Di rilievo fu anche il delicato e impegnativo intervento per la ristrutturazione del teatro Argentina, che vide Sterbini vincitore nel 1961 del concorso nazionale, con Lenti e Francesco Novelli e con la collaborazione di Nucci, e che fu realizzato tra il 1967 e il 1971. E ancora il progetto per il Centro sperimentale metallurgico a Castel Romano, del 1966, che Sterbini realizzò con Franco Donato, Aldo Matteoli e Michele Valori, e che vinse il premio In/Arch Lazio nel 1969: esso interpreta il tema del materiale prodotto in questi stabilimenti anche in chiave architettonica, attraverso un sapiente uso del ritmo geometrico dei frangisole in alluminio e dei rivestimenti in acciaio degli elementi cilindrici dei laboratori.
Durante gli ultimi anni della sua attività Sterbini si occupò della riproduzione di tutti i suoi progetti, realizzando tre cataloghi, conservati presso l’archivio privato di famiglia, organizzati cronologicamente, che sintetizzano la sua attività.

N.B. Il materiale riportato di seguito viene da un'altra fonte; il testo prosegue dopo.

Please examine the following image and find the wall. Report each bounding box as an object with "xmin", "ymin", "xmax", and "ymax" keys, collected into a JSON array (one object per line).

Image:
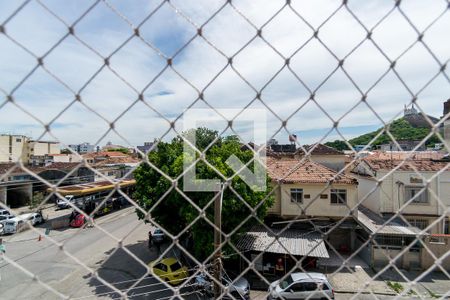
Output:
[
  {"xmin": 30, "ymin": 142, "xmax": 60, "ymax": 156},
  {"xmin": 310, "ymin": 155, "xmax": 346, "ymax": 172},
  {"xmin": 378, "ymin": 171, "xmax": 441, "ymax": 216},
  {"xmin": 0, "ymin": 135, "xmax": 28, "ymax": 163},
  {"xmin": 53, "ymin": 154, "xmax": 82, "ymax": 163},
  {"xmin": 0, "ymin": 186, "xmax": 6, "ymax": 204},
  {"xmin": 356, "ymin": 176, "xmax": 380, "ymax": 212},
  {"xmin": 421, "ymin": 236, "xmax": 450, "ymax": 270},
  {"xmin": 267, "ymin": 184, "xmax": 281, "ymax": 215},
  {"xmin": 278, "ymin": 183, "xmax": 358, "ymax": 218}
]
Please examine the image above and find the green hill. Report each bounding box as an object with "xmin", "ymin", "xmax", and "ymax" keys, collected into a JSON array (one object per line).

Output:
[{"xmin": 325, "ymin": 118, "xmax": 440, "ymax": 151}]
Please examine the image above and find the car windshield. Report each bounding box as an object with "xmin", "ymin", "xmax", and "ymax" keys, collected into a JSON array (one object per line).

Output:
[
  {"xmin": 154, "ymin": 229, "xmax": 163, "ymax": 234},
  {"xmin": 280, "ymin": 275, "xmax": 294, "ymax": 290},
  {"xmin": 170, "ymin": 262, "xmax": 183, "ymax": 271}
]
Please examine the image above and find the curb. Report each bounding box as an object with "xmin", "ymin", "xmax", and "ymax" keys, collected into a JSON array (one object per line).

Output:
[{"xmin": 334, "ymin": 290, "xmax": 397, "ymax": 296}]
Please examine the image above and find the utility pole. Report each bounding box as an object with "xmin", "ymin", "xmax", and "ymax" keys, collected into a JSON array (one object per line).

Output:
[{"xmin": 214, "ymin": 183, "xmax": 224, "ymax": 299}]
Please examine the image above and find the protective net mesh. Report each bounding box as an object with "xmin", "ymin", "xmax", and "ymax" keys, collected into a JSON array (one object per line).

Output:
[{"xmin": 0, "ymin": 0, "xmax": 449, "ymax": 299}]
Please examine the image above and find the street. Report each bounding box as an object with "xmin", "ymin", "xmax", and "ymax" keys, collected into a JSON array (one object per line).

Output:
[
  {"xmin": 0, "ymin": 208, "xmax": 444, "ymax": 300},
  {"xmin": 0, "ymin": 207, "xmax": 199, "ymax": 300}
]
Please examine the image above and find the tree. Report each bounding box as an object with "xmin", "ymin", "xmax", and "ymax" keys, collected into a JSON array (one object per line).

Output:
[
  {"xmin": 133, "ymin": 128, "xmax": 273, "ymax": 259},
  {"xmin": 324, "ymin": 140, "xmax": 350, "ymax": 151}
]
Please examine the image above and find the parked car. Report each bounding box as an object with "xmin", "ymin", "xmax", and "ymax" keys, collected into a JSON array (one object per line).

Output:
[
  {"xmin": 3, "ymin": 213, "xmax": 43, "ymax": 234},
  {"xmin": 267, "ymin": 272, "xmax": 334, "ymax": 300},
  {"xmin": 194, "ymin": 271, "xmax": 250, "ymax": 299},
  {"xmin": 0, "ymin": 214, "xmax": 15, "ymax": 225},
  {"xmin": 148, "ymin": 257, "xmax": 189, "ymax": 285},
  {"xmin": 56, "ymin": 196, "xmax": 73, "ymax": 209},
  {"xmin": 0, "ymin": 223, "xmax": 3, "ymax": 235},
  {"xmin": 0, "ymin": 209, "xmax": 12, "ymax": 216},
  {"xmin": 152, "ymin": 228, "xmax": 165, "ymax": 243},
  {"xmin": 70, "ymin": 213, "xmax": 85, "ymax": 228}
]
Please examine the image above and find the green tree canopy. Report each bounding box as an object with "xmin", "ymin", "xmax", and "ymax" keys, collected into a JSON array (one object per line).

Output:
[
  {"xmin": 133, "ymin": 128, "xmax": 273, "ymax": 259},
  {"xmin": 325, "ymin": 118, "xmax": 440, "ymax": 150}
]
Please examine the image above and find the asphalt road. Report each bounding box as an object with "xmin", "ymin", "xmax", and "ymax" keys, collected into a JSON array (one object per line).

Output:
[{"xmin": 0, "ymin": 207, "xmax": 190, "ymax": 300}]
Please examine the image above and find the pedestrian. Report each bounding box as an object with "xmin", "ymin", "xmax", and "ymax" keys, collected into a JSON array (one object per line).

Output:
[
  {"xmin": 275, "ymin": 257, "xmax": 285, "ymax": 276},
  {"xmin": 148, "ymin": 230, "xmax": 153, "ymax": 249},
  {"xmin": 0, "ymin": 239, "xmax": 5, "ymax": 254}
]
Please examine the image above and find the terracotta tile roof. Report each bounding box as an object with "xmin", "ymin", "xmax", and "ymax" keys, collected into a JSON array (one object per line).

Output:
[
  {"xmin": 82, "ymin": 151, "xmax": 129, "ymax": 158},
  {"xmin": 266, "ymin": 157, "xmax": 357, "ymax": 185},
  {"xmin": 363, "ymin": 158, "xmax": 449, "ymax": 172},
  {"xmin": 0, "ymin": 163, "xmax": 19, "ymax": 175},
  {"xmin": 298, "ymin": 143, "xmax": 345, "ymax": 156},
  {"xmin": 93, "ymin": 157, "xmax": 140, "ymax": 166},
  {"xmin": 366, "ymin": 151, "xmax": 445, "ymax": 161}
]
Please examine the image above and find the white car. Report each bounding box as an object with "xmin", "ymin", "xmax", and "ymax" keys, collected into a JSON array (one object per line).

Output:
[
  {"xmin": 267, "ymin": 272, "xmax": 334, "ymax": 300},
  {"xmin": 0, "ymin": 209, "xmax": 12, "ymax": 216},
  {"xmin": 3, "ymin": 213, "xmax": 43, "ymax": 234}
]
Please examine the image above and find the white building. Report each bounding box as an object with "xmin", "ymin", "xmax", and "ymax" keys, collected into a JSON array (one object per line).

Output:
[{"xmin": 68, "ymin": 142, "xmax": 95, "ymax": 154}]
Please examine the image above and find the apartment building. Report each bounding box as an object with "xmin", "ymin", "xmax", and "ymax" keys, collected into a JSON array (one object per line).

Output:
[
  {"xmin": 0, "ymin": 134, "xmax": 29, "ymax": 162},
  {"xmin": 0, "ymin": 135, "xmax": 60, "ymax": 164},
  {"xmin": 68, "ymin": 142, "xmax": 95, "ymax": 154},
  {"xmin": 352, "ymin": 152, "xmax": 449, "ymax": 234}
]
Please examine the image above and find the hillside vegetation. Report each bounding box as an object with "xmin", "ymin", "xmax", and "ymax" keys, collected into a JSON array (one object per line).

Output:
[{"xmin": 325, "ymin": 118, "xmax": 440, "ymax": 151}]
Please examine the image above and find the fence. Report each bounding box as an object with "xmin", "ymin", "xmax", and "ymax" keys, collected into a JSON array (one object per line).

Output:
[{"xmin": 0, "ymin": 0, "xmax": 449, "ymax": 299}]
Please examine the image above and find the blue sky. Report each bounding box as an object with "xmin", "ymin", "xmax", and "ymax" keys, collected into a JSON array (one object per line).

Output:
[{"xmin": 0, "ymin": 0, "xmax": 448, "ymax": 150}]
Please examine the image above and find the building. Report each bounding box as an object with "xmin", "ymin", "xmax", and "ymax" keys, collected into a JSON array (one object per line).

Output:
[
  {"xmin": 266, "ymin": 157, "xmax": 359, "ymax": 249},
  {"xmin": 379, "ymin": 140, "xmax": 426, "ymax": 151},
  {"xmin": 68, "ymin": 142, "xmax": 95, "ymax": 154},
  {"xmin": 0, "ymin": 135, "xmax": 29, "ymax": 162},
  {"xmin": 82, "ymin": 151, "xmax": 139, "ymax": 181},
  {"xmin": 102, "ymin": 141, "xmax": 127, "ymax": 152},
  {"xmin": 137, "ymin": 141, "xmax": 156, "ymax": 154},
  {"xmin": 29, "ymin": 153, "xmax": 82, "ymax": 167},
  {"xmin": 0, "ymin": 162, "xmax": 94, "ymax": 207},
  {"xmin": 296, "ymin": 143, "xmax": 347, "ymax": 172},
  {"xmin": 352, "ymin": 153, "xmax": 449, "ymax": 234},
  {"xmin": 443, "ymin": 99, "xmax": 450, "ymax": 145},
  {"xmin": 0, "ymin": 135, "xmax": 60, "ymax": 164}
]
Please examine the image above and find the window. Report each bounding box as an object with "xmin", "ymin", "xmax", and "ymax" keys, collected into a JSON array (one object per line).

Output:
[
  {"xmin": 405, "ymin": 186, "xmax": 428, "ymax": 204},
  {"xmin": 290, "ymin": 189, "xmax": 303, "ymax": 203},
  {"xmin": 155, "ymin": 263, "xmax": 167, "ymax": 272},
  {"xmin": 303, "ymin": 282, "xmax": 318, "ymax": 291},
  {"xmin": 290, "ymin": 283, "xmax": 305, "ymax": 292},
  {"xmin": 320, "ymin": 194, "xmax": 328, "ymax": 199},
  {"xmin": 330, "ymin": 189, "xmax": 346, "ymax": 204},
  {"xmin": 408, "ymin": 219, "xmax": 429, "ymax": 231},
  {"xmin": 16, "ymin": 138, "xmax": 21, "ymax": 142}
]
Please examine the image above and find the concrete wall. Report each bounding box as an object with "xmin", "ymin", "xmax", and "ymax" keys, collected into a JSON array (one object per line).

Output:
[
  {"xmin": 356, "ymin": 176, "xmax": 380, "ymax": 212},
  {"xmin": 310, "ymin": 155, "xmax": 346, "ymax": 172},
  {"xmin": 30, "ymin": 142, "xmax": 60, "ymax": 156},
  {"xmin": 421, "ymin": 236, "xmax": 450, "ymax": 271},
  {"xmin": 53, "ymin": 154, "xmax": 82, "ymax": 163},
  {"xmin": 277, "ymin": 183, "xmax": 358, "ymax": 218},
  {"xmin": 0, "ymin": 186, "xmax": 6, "ymax": 204},
  {"xmin": 0, "ymin": 135, "xmax": 28, "ymax": 162},
  {"xmin": 267, "ymin": 185, "xmax": 281, "ymax": 215},
  {"xmin": 377, "ymin": 171, "xmax": 441, "ymax": 216}
]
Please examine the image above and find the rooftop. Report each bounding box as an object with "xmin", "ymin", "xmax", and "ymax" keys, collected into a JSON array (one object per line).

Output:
[
  {"xmin": 362, "ymin": 158, "xmax": 449, "ymax": 172},
  {"xmin": 236, "ymin": 225, "xmax": 329, "ymax": 258},
  {"xmin": 298, "ymin": 143, "xmax": 345, "ymax": 156},
  {"xmin": 357, "ymin": 206, "xmax": 423, "ymax": 236},
  {"xmin": 266, "ymin": 157, "xmax": 357, "ymax": 185}
]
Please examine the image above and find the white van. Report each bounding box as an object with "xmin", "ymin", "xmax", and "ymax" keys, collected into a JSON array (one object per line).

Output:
[{"xmin": 3, "ymin": 213, "xmax": 43, "ymax": 234}]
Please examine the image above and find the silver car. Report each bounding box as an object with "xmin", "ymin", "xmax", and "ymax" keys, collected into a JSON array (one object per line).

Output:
[
  {"xmin": 268, "ymin": 272, "xmax": 334, "ymax": 300},
  {"xmin": 194, "ymin": 272, "xmax": 250, "ymax": 299}
]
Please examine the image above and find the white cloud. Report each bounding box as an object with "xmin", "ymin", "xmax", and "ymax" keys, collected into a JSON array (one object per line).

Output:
[{"xmin": 0, "ymin": 0, "xmax": 448, "ymax": 147}]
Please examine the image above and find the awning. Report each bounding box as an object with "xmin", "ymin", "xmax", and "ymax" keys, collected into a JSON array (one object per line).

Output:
[
  {"xmin": 357, "ymin": 206, "xmax": 423, "ymax": 236},
  {"xmin": 236, "ymin": 225, "xmax": 329, "ymax": 258}
]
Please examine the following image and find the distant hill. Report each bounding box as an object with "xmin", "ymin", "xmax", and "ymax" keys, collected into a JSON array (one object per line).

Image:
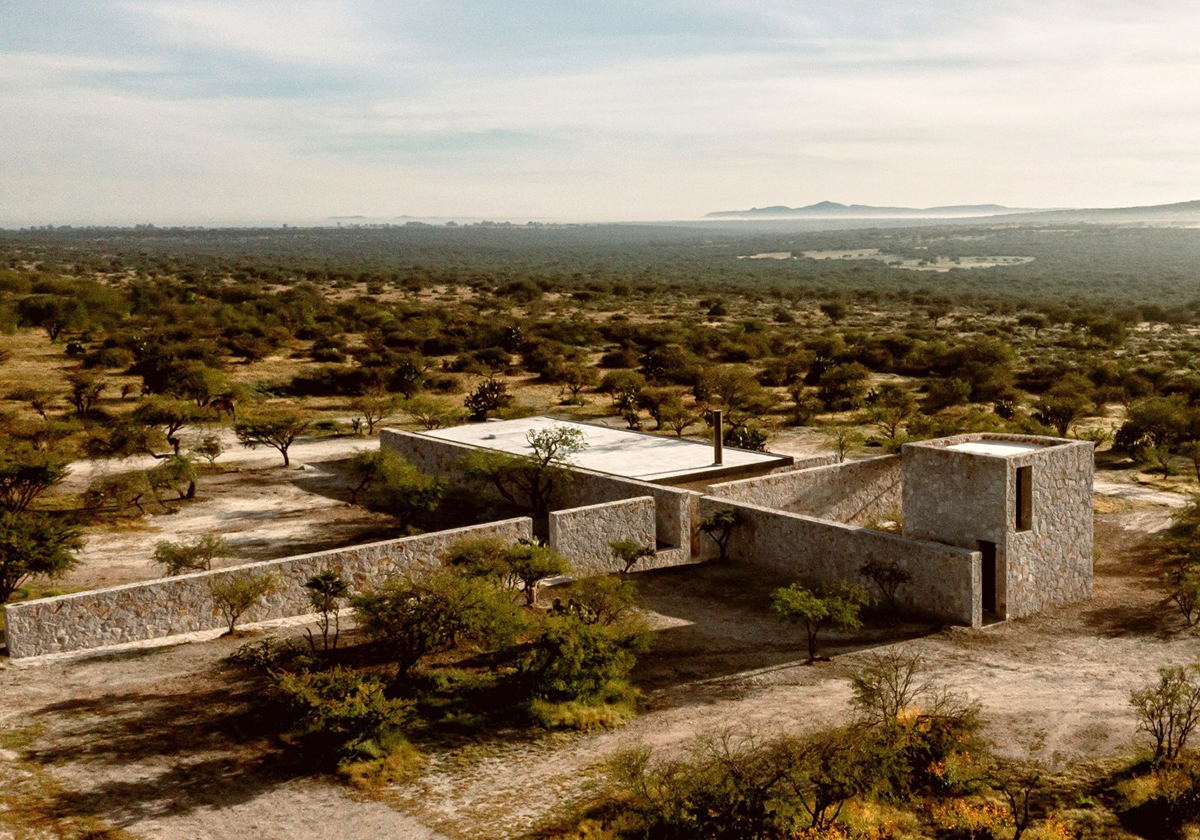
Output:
[
  {"xmin": 705, "ymin": 201, "xmax": 1036, "ymax": 219},
  {"xmin": 995, "ymin": 200, "xmax": 1200, "ymax": 223},
  {"xmin": 705, "ymin": 199, "xmax": 1200, "ymax": 223}
]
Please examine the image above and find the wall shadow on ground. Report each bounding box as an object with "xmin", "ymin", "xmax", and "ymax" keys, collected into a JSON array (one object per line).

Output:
[
  {"xmin": 20, "ymin": 665, "xmax": 299, "ymax": 829},
  {"xmin": 624, "ymin": 562, "xmax": 943, "ymax": 708},
  {"xmin": 1078, "ymin": 516, "xmax": 1176, "ymax": 639}
]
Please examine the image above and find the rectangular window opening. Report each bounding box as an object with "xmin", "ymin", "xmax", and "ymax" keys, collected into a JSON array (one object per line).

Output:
[
  {"xmin": 979, "ymin": 540, "xmax": 997, "ymax": 614},
  {"xmin": 1016, "ymin": 466, "xmax": 1033, "ymax": 532}
]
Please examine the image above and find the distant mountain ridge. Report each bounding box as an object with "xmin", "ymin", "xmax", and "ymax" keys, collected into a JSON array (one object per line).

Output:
[
  {"xmin": 706, "ymin": 201, "xmax": 1035, "ymax": 219},
  {"xmin": 705, "ymin": 199, "xmax": 1200, "ymax": 221}
]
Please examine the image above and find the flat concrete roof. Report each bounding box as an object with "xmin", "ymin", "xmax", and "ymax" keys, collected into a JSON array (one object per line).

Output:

Mori a Roma l’8 marzo 1987.
Fonti e Bibl.: F. Sapori, Architettura in Roma, 1901-1950, Roma 1953, p. 163; V. Bacigalupi - G. Boaga - B. Boni, Guida dell’architettura contemporanea in Roma, Roma 1965, nn. F6, M12, M19; R. Pedio, Realizzazioni di un gruppo di architetti romani, in L’architettura: cronache e storia, 1969, n. 165, pp. 154-171; G. S., in Dizionario enciclopedico di architettura e urbanistica, a cura di P. Portoghesi, VI, Roma 1969, pp. 79 s.; I cinema nella città. Mostra documentaria sulle sale cinematografiche di Roma, Roma s.d. (1984?), pp. 46 s., 56 s.; A.M. Ippolito - M. Pagnotta, Roma costruita. Le vicende, le problematiche e le realizzazioni dell’architettura a Roma dal 1946 al 1981, Roma 1982, pp. 62, 148; G. Muratore et al., Italia. Gli ultimi trent’anni, Bologna 1988, pp. 351, 378; I. De Guttry, Guida di Roma moderna dal 1870 ad oggi, Roma 1989, p. 141; G. S., in Guida agli archivi di architettura a Roma e nel Lazio. Da Roma capitale al secondo dopoguerra, a cura di M. Guccione - D. Pesce - E. Reale, Roma 2007, p. 173; P.O. Rossi, Roma. Guida all’architettura moderna, 1909-2011, Bari 2012, pp. 238, 379.